La Russie a depuis longtemps compris ce lien. Les propositions russes au sein des BRICS ne visaient donc pas des résolutions symboliques, mais à faire émerger un contre-pouvoir institutionnel réel :
- Création d'une cour multilatérale propre pour les litiges économiques.
- Mise en place d'un système de règlement autonome en dehors de SWIFT.
- Introduction d'une monnaie de réserve BRICS, éventuellement couverte par l'or.
- Développement de la New Development Bank en une banque d'investissement capable d'agir sur le plan géostratégique.
- Création d'un espace d'information commun pour contrer la domination occidentale sur l'opinion publique.
- Politique étrangère et de sécurité coordonnée, par exemple lors des votes à l'ONU.
Mais ces propositions sont restées sans suite.
Pourquoi les BRICS ne fonctionnent pas (encore)
Ce qui semble à première vue être de l'inertie est en réalité systémique: les pays du BRICS ne sont pas unis par une vision commune. La Chine profite massivement de l'ordre mondial existant, l'Inde est étroitement liée au marché américain, le Brésil tergiverse, l'Afrique du Sud reste dépendante des matières premières et la Russie est de plus en plus isolée. Les propositions de Moscou sont considérées comme « n'étant pas leurs guerres », et c'est précisément là que réside le problème.
Le BRICS n'est actuellement pas un système, mais le reflet d'intérêts divergents.
La souveraineté, que tous les États membres défendent, devient la plus grande faiblesse structurelle. Car le pouvoir ne naît pas de l'autosuffisance nationale, mais d'une action coordonnée et de règles communes. Et celles-ci ne sont justement pas en vue.
Le vide géopolitique – et l'illusion de la neutralité
Le monde se dirige vers une nouvelle formation de blocs. L'Occident consolide son ordre, tandis que « l'Orient » – s'il voit le jour – reste divisé. Dans cette constellation, la neutralité devient une fiction géopolitique. Ceux qui ne créent pas d'ordre finissent par être subsumés dans un ordre étranger.
La Russie reconnaît cette dynamique, non par idéalisme, mais par nécessité. Car Moscou est la première grande nation à s'être détachée de l'Occident, non seulement sur le plan militaire, mais aussi sur le plan systémique. Cependant, sans partenaires prêts à partager la responsabilité institutionnelle, les BRICS ne deviendront pas un contrepoids, mais un simple cercle de discussion.
Conclusion
Le sommet des BRICS n'a pas été un échec, mais une déclaration d'insolvabilité.
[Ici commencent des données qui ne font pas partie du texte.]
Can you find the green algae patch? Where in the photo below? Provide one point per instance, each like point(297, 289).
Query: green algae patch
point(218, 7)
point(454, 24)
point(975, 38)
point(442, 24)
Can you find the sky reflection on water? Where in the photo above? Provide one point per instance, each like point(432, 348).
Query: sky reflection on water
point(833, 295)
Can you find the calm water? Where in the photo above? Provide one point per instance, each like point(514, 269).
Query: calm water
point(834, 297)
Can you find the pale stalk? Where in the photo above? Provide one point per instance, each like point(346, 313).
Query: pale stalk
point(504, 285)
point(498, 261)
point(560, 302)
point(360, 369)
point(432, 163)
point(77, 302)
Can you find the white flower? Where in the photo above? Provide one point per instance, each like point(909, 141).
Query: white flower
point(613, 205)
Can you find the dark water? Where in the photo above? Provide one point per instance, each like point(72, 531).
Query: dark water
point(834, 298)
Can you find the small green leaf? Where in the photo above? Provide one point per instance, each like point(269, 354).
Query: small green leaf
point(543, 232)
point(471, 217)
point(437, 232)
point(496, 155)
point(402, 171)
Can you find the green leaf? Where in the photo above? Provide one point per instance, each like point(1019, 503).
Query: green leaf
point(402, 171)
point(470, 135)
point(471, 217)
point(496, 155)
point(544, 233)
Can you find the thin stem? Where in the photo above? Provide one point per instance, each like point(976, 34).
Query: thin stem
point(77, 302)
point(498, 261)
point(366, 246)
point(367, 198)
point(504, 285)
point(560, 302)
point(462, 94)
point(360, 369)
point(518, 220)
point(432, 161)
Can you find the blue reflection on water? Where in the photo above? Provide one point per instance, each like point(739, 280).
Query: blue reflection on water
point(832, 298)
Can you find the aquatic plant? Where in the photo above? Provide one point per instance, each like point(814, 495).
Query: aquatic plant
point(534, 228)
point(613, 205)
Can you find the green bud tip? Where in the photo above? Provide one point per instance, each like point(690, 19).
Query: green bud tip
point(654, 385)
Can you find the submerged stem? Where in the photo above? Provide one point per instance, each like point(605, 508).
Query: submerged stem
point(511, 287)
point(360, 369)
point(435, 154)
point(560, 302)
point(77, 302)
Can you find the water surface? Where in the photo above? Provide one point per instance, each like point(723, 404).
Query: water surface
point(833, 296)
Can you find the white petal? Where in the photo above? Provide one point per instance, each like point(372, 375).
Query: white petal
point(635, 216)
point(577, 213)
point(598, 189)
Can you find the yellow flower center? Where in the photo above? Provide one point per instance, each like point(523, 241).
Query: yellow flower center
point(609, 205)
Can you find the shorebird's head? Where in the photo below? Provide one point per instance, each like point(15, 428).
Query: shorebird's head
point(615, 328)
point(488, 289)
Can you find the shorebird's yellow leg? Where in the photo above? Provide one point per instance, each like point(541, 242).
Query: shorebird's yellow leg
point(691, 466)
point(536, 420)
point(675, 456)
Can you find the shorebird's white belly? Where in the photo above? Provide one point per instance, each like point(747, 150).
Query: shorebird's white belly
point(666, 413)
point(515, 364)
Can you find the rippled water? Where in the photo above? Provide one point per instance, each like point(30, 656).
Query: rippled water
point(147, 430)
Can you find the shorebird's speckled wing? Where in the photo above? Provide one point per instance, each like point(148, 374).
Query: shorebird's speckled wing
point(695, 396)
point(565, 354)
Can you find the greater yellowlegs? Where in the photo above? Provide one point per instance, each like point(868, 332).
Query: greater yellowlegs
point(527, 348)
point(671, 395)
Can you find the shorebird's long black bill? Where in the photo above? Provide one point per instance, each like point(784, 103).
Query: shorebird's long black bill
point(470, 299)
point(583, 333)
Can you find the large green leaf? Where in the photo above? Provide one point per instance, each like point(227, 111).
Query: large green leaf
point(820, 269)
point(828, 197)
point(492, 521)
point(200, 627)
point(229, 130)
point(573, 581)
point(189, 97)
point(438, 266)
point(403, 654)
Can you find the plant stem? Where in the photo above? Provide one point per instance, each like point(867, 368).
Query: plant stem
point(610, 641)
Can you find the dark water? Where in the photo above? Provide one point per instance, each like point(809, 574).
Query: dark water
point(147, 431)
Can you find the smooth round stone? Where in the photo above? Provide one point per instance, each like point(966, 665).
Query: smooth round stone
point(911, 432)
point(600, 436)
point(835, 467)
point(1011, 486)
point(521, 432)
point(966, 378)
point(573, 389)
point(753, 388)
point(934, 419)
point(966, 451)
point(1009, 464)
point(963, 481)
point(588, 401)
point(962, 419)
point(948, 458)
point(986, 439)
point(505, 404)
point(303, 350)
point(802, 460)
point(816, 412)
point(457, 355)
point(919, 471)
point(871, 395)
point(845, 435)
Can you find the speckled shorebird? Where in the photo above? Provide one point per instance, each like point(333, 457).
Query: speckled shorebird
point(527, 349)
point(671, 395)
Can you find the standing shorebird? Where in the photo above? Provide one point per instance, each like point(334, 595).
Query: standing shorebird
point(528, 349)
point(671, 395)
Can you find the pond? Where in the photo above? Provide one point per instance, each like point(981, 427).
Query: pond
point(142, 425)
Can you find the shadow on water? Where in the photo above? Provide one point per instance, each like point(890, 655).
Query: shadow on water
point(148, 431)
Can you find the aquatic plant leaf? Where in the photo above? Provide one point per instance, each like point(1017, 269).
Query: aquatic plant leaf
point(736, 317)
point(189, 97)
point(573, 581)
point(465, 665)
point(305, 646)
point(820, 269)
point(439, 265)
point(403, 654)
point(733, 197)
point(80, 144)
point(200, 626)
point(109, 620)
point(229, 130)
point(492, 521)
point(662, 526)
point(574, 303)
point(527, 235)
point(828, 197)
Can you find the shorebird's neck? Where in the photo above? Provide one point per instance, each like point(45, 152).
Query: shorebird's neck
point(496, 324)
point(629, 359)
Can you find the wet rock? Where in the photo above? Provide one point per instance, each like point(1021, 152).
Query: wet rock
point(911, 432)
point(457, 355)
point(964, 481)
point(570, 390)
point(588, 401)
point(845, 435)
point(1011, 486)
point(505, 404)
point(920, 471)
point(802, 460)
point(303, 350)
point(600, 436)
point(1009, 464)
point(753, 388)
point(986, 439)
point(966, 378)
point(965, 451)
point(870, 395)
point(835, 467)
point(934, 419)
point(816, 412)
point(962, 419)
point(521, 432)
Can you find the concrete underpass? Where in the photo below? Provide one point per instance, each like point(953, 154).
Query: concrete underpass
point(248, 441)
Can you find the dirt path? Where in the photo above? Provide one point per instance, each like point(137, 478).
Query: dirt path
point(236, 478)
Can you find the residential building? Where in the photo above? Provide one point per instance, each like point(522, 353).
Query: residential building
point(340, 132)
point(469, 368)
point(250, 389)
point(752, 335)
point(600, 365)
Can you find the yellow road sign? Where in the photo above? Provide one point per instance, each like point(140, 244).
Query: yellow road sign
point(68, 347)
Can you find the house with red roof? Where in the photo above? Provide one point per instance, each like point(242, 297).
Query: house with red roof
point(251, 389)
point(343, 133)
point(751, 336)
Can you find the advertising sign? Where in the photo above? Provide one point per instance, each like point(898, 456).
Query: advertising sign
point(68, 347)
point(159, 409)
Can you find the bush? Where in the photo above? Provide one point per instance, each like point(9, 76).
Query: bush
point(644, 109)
Tant que les BRICS ne mettront pas en place leurs propres structures, le bloc restera une puissance économique sans impact géopolitique. Ceux qui critiquent le dollar sans proposer d'alternative restent prisonniers du système qu'ils veulent renverser.
Il ne suffit pas d'être contre l'ordre occidental, il faut créer le sien.